It Slows You Down and Impairs Your Cognitive Ability

A recent study at the University of Sussex found that regular multitaskers have lower brain density in regions associated with cognitive control. When performing single tasks you’ve done many times, the brain relies on already established neural pathways and operates on “autopilot,” which saves time and frees up mental resources. Multitasking forces the brain to change its focus and hinders its ability to rely on automatic behaviors to finish simple tasks rapidly. It also puts a strain on your mental resources as it requires moving through the stages of executive control too quickly.

It Reduces Your Ability to Focus

The entire premise of multitasking involves shuffling between different tasks, turning off the brain’s processes associated with one task, and trying to refocus on another. It causes many distractions, which breaks your concentration and requires you to take some time to redirect your focus to another task. Consistently doing this decreases your ability to focus on a single activity even when you’re not working on several duties. Multitasking denies your brain the chance to rest between tasks and forces it to switch gears between different duties, which eventually wears it down and makes you easily distracted. The resulting inability to focus hamstrings productivity.

Multitasking Can Cause Memory Impairment

Multitasking reduces your brain’s ability to store and retrieve information, explaining why memory loss and absentmindedness are common among regular multitaskers. This is because the process of forming new memories requires the brain to focus and consolidate information, and multitasking disrupts this process. Also, you do not give your brain enough time to encode the necessary information needed to build memory when switching from one task to the other. Since you’re not paying adequate attention to any of the activities, you may be unable to recollect them properly at a later time. Additionally, stuffing your brain with too much information within a short period can be so overwhelming that it’ll lose the ability to differentiate between what’s important and what isn’t.

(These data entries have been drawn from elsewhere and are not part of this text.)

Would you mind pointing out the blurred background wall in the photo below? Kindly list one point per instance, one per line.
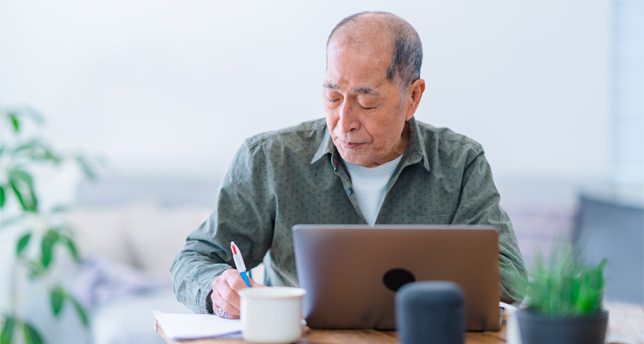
(163, 88)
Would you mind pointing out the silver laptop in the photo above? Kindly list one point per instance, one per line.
(351, 272)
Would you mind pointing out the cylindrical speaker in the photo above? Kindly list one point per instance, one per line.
(430, 313)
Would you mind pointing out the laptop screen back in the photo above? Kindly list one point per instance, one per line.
(351, 272)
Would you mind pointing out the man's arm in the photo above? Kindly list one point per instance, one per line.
(479, 204)
(242, 215)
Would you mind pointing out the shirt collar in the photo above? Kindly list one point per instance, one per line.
(414, 153)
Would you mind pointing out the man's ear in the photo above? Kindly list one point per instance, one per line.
(414, 94)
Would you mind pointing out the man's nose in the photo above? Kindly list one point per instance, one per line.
(348, 120)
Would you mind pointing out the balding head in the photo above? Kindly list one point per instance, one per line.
(400, 40)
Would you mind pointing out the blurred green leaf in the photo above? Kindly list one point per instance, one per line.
(33, 114)
(22, 243)
(35, 268)
(47, 247)
(73, 251)
(80, 310)
(565, 286)
(57, 300)
(7, 330)
(23, 186)
(15, 123)
(31, 334)
(38, 150)
(59, 209)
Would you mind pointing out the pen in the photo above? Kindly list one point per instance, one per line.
(239, 262)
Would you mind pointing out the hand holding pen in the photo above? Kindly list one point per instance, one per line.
(224, 297)
(239, 262)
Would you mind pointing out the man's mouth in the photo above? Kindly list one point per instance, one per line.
(349, 145)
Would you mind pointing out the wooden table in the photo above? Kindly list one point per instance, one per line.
(350, 336)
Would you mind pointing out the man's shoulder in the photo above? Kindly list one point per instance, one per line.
(445, 139)
(306, 135)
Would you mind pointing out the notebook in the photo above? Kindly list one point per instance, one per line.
(351, 272)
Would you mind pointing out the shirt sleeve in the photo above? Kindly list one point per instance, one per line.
(242, 215)
(479, 204)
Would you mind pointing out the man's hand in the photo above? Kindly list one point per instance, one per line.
(225, 299)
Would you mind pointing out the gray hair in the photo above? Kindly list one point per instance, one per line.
(408, 50)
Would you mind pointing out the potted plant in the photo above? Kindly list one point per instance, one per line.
(41, 232)
(563, 299)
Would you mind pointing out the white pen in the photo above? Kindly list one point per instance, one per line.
(239, 262)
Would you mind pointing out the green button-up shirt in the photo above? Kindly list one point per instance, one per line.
(296, 176)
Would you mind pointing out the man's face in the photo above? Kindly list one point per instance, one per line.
(365, 111)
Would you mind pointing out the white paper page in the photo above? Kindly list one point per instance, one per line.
(190, 326)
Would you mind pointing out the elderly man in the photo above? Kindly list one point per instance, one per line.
(369, 162)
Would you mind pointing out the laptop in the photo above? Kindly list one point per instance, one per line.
(351, 272)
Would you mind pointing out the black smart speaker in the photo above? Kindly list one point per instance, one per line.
(430, 313)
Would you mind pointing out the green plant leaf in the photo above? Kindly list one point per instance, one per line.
(7, 330)
(33, 114)
(31, 334)
(23, 186)
(35, 268)
(57, 298)
(15, 123)
(47, 247)
(59, 209)
(80, 310)
(71, 247)
(22, 243)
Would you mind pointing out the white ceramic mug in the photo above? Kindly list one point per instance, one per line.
(271, 314)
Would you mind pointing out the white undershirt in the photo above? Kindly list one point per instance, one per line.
(370, 186)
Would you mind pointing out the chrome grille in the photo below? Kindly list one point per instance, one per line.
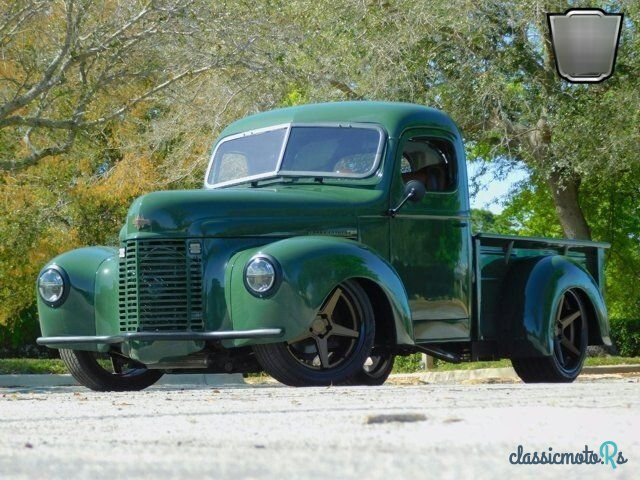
(160, 286)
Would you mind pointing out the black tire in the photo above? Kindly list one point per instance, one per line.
(570, 338)
(375, 371)
(344, 330)
(126, 375)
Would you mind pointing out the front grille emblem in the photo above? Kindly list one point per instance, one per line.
(140, 222)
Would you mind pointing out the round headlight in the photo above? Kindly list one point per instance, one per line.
(260, 275)
(51, 286)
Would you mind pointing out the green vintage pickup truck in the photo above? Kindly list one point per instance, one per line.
(327, 240)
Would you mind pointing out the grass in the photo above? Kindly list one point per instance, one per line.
(31, 365)
(408, 364)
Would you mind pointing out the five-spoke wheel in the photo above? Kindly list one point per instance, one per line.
(334, 348)
(570, 337)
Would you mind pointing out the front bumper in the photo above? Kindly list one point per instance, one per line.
(161, 336)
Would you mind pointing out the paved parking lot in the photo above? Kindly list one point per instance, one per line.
(271, 431)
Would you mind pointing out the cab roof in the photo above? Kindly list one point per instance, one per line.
(394, 117)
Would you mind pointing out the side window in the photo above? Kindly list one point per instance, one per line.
(430, 161)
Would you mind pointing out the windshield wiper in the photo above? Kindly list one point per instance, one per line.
(283, 179)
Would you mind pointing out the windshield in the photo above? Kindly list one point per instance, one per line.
(296, 150)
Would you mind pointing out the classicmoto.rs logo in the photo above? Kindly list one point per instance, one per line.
(607, 454)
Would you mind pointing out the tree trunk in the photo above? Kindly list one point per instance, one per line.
(565, 198)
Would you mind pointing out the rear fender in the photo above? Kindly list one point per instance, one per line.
(532, 293)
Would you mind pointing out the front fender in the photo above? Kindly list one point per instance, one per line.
(532, 293)
(77, 315)
(311, 267)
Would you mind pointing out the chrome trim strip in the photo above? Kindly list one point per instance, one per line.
(170, 336)
(288, 173)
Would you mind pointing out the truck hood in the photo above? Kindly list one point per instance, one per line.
(264, 211)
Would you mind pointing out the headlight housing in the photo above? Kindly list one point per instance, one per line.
(53, 286)
(262, 275)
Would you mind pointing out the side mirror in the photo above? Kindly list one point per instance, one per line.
(413, 190)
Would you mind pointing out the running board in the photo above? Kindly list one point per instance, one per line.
(439, 353)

It Decreases the Quality of Your Work and Kills Creativity

The National Bureau of Economic Research reported that multitasking can reduce overall performance and make projects last longer. It often leads to frustration, especially when you can’t finish any of the tasks you’ve been juggling, causing a decrease in the quality of your work and personal skills. It also kills creativity as creative pursuits typically demand undivided attention. Switching between tasks requires you to refocus multiple times, which can obstruct your creative flow. Needless to say that the absence of creativity does not bode well for productivity.


While multitasking may seem like an effective way to increase productivity, trying to juggle multiple tasks at once can lead to increased stress, decreased concentration, and a higher likelihood of making mistakes. This is because the human brain is not designed to focus on multiple complex tasks simultaneously, and attempting to do so can lead to cognitive overload. Focusing on one task at a time is the best approach to completing it efficiently and effectively, resulting in higher overall productivity.